En annonçant son retrait de la coalition qu’il formait avec le Parti libéral-démocrate, le Kômeitô ajoute aux incertitudes déjà grandes dans le pays.

Alors que les Français se demandent quelle nouvelle coalition permettra de sortir le pays de la crise politique dans laquelle la France est plongée depuis plusieurs mois, les Japonais ont appris, le 10 octobre, que l’alliance entre le Parti libéral-démocrate (PLD) et le Kômeitô, la formation bouddhiste, qui leur a permis de gouverner le pays depuis octobre 1999, à l’exception des trois années de domination du Parti démocrate entre 2009 et 2012, appartenait désormais au passé. Malgré leurs divergences sur certains sujets sensibles comme la défense, les deux partis ont réussi à les surmonter en trouvant des terrains d’entente. Grâce à ces compromis, ils ont réussi à tenir les rênes du pouvoir pendant plus de deux décennies. Mais les défaites électorales successives à la Chambre basse il y a un an et à la Chambre haute fin juillet ont eu raison de leur association dans la mesure où leur coalition gouvernementale est devenue minoritaire. Le retrait du Kômeitô crée une situation difficile pour le PLD qui pourrait compromettre l’élection de Takaichi Sanae à la fonction de Premier ministre. Elue par les membres du parti le 4 octobre pour le diriger, elle doit en principe prendre la direction du gouvernement au terme d’un vote du Parlement réuni en session plénière.
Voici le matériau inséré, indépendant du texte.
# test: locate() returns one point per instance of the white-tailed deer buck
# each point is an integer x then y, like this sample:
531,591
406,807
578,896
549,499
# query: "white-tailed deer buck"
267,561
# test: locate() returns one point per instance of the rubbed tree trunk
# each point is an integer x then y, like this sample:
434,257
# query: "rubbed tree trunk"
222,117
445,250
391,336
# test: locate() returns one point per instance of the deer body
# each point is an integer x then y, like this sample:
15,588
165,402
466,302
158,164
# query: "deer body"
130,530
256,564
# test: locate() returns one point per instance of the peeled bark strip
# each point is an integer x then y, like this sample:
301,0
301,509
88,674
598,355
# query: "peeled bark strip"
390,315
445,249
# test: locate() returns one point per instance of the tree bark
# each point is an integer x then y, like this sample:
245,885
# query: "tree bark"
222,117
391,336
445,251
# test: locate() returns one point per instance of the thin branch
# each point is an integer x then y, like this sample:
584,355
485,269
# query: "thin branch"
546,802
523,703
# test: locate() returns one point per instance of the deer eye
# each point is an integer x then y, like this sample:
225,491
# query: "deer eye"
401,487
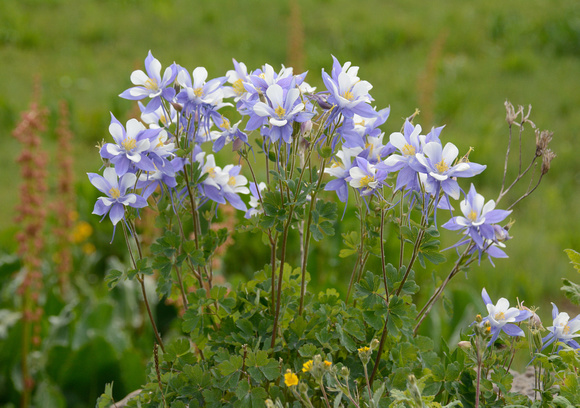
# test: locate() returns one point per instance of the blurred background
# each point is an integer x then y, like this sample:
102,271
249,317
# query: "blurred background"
458,62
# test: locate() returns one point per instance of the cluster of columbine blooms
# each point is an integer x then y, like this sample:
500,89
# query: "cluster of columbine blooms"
181,111
502,318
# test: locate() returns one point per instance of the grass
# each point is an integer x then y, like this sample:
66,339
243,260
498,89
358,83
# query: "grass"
458,62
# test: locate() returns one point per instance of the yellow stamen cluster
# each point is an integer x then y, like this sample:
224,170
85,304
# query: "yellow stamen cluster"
442,167
408,150
348,95
129,143
151,84
114,193
366,180
290,379
238,86
280,111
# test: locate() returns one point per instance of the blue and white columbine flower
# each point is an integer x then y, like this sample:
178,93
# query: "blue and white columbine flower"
151,84
366,177
131,146
348,92
117,197
563,330
501,317
477,222
437,162
284,109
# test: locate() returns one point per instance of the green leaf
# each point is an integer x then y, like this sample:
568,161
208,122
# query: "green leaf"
308,350
574,258
113,278
230,366
571,290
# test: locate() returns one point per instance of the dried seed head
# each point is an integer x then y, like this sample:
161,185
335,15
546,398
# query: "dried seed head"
511,114
543,138
526,117
547,158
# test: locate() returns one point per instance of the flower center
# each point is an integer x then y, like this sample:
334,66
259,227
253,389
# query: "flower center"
366,180
348,95
238,86
129,143
442,167
335,163
408,150
151,84
114,193
280,111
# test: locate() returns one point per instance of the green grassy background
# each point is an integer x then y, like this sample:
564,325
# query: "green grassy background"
457,61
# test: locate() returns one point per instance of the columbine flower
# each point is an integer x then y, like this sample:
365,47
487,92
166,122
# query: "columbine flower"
226,134
437,162
151,84
236,184
563,329
366,177
283,111
408,144
130,147
501,316
341,171
290,379
116,191
200,98
477,221
347,91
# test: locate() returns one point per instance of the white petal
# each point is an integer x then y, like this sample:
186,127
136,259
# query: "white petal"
139,77
449,153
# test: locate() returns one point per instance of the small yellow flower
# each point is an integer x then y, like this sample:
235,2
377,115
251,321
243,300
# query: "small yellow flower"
290,379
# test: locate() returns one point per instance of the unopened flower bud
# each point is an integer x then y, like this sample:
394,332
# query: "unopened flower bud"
547,158
501,233
537,339
511,114
414,391
306,128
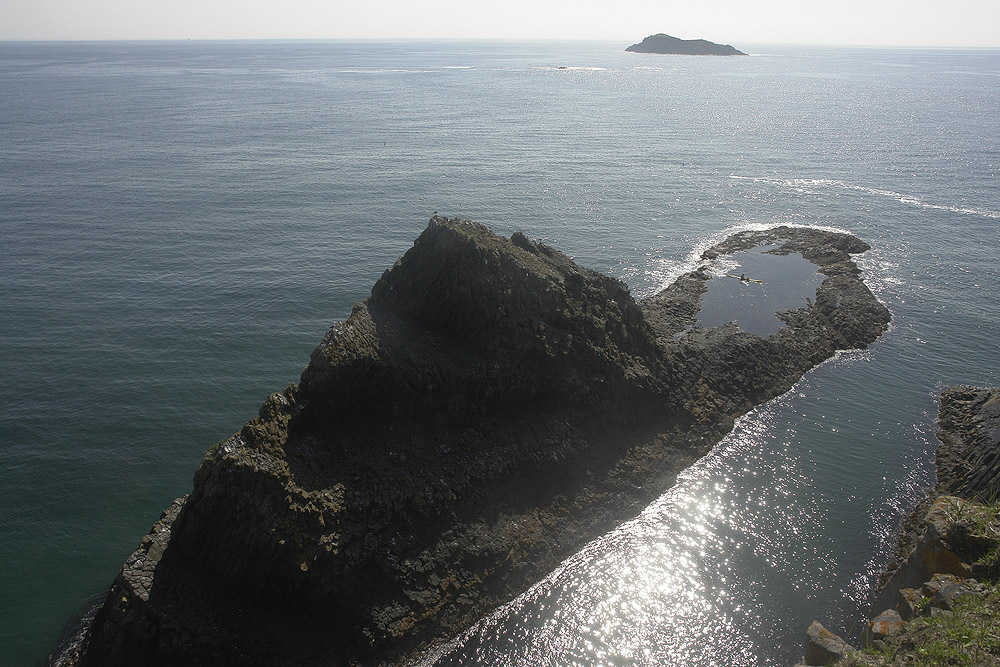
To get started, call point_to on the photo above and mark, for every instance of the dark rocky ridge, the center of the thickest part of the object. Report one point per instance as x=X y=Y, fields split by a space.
x=945 y=551
x=968 y=467
x=489 y=409
x=661 y=43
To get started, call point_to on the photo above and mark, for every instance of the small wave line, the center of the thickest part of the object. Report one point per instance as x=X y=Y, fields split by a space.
x=913 y=200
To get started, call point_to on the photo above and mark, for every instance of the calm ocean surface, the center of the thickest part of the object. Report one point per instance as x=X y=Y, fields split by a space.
x=181 y=223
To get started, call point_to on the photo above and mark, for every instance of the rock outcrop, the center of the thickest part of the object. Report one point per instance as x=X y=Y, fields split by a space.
x=950 y=541
x=661 y=43
x=489 y=409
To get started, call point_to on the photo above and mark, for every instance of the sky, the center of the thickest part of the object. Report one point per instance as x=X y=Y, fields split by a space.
x=933 y=23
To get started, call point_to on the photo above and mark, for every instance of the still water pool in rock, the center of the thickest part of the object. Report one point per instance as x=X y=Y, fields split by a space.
x=775 y=283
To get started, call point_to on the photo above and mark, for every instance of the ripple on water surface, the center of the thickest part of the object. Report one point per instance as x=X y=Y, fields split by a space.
x=696 y=579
Le départ du Kômeitô change quelque peu la donne dans la mesure où la formation bouddhiste ne semble pas disposer à soutenir Mme Takaichi. Au terme de sa rencontre avec la présidente du PLD, Saitô Tetsuo, qui dirige le Kômeitô, a déclaré que « si les réformes sont irréalisables, je ne pourrai pas voter pour Takaichi Sanae comme Premier ministre. Je voterai pour Saitô Tetsuo, président du Kômeitô. » Autant dire que son attitude met la pression sur le PLD car il modifie potentiellement les rapports de force. Si l’on examine le nombre de sièges à la Chambre basse, le PLD en compte 196. Même en ajoutant les 24 sièges du Kômeitô, il lui manque 13 sièges pour atteindre la majorité (233) et voir Mme Takaichi élue dès le premier tour, mais si le Kômeitô décidait de ne pas la soutenir, il lui en manquerait 37. Cela pourrait faire les affaires de l’opposition, notamment du Parti démocrate constitutionnel (PDC) qui, avec 148 sièges, en trouvant un terrain d’entente avec les autres formations d’opposition comme le Nihon Ishin no kai (35 sièges) et le Parti démocrate populaire (27 sièges), pourrait lui damer le pion.
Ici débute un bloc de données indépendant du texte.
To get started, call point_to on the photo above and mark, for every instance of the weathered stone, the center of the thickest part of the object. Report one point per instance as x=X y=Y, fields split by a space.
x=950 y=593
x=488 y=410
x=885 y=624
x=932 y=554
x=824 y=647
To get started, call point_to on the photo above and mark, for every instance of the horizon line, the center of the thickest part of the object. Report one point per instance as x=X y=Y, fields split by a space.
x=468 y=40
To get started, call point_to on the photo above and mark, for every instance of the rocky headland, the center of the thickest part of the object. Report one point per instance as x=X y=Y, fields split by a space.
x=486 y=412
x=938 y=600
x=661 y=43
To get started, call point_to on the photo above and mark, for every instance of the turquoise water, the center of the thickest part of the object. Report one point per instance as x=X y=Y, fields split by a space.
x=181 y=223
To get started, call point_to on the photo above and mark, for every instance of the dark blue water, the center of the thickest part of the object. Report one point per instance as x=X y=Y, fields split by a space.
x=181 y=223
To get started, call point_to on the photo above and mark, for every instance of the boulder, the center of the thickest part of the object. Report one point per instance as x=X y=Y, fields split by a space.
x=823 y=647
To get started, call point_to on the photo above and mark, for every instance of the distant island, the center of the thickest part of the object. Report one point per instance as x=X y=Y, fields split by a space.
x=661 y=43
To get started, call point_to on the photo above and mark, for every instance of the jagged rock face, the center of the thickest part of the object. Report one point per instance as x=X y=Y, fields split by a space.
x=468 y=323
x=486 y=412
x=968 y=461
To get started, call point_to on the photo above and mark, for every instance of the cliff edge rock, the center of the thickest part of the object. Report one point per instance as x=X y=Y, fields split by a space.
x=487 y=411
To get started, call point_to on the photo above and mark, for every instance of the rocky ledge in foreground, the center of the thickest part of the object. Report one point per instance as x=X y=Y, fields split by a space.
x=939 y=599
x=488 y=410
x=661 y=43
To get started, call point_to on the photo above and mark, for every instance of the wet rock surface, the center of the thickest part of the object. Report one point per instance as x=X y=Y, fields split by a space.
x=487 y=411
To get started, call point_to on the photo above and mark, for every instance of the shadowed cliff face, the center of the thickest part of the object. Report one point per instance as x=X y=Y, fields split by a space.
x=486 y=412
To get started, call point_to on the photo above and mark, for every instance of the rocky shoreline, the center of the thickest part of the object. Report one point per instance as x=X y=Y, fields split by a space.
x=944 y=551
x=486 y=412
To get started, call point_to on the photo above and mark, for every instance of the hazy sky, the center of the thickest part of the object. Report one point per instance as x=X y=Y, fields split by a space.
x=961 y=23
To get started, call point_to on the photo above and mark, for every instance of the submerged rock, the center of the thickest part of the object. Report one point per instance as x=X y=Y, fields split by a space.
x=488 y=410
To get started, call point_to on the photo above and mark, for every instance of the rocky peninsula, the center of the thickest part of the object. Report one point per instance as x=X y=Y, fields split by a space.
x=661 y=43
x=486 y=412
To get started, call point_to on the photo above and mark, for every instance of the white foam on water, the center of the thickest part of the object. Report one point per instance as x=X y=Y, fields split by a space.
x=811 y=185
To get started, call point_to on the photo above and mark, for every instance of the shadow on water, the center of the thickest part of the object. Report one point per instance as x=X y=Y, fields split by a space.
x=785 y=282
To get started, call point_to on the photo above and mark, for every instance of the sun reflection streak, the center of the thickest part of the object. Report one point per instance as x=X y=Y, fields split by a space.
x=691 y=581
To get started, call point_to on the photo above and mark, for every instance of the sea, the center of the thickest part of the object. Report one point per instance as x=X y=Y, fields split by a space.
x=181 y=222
Sans être aussi compliquée qu’en France, la situation politique nippone devient moins prévisible même si Saitô Tetsuo a indiqué que le Kômeitô n’entendait pas « s’opposer systématiquement à tout ». En effet, quelle que soit l’issue du vote pour l’élection du prochain Premier ministre, le parti bouddhiste aura une position d’arbitre dans un Parlement sans majorité absolue. Cela pourrait avoir des conséquences importantes sur la gestion du pays, sachant que, tout au long des 26 ans de leur alliance, le soutien du Kômeitô a été déterminant, y compris lorsque le PLD disposait d’une majorité confortable. Alors que le climat politique n’a cessé de se détériorer avec une inclinaison de plus en plus à droite de la part du PLD, le Kômeitô, présenté souvent comme le « parti de la paix », a permis d’éviter que le Japon adopte des positions trop radicales face à la Chine par exemple. Les deux partis se sont partagé les responsabilités de la gestion du gouvernement dans de nombreux domaines, allant de l’élaboration des lois à l’exécution du budget, en passant par la diplomatie et les élections. Takaichi Sanae a réagi à la décision du Kômeitô de quitter la coalition en la jugeant « extrêmement regrettable ». Elle a sans doute conscience que sa position est désormais plus fragile. Considérée comme la « Trump japonaise », elle a néanmoins infléchi, depuis son accession à la tête du PLD, certaines de ses positions, cherchant à donner une image plus conciliante.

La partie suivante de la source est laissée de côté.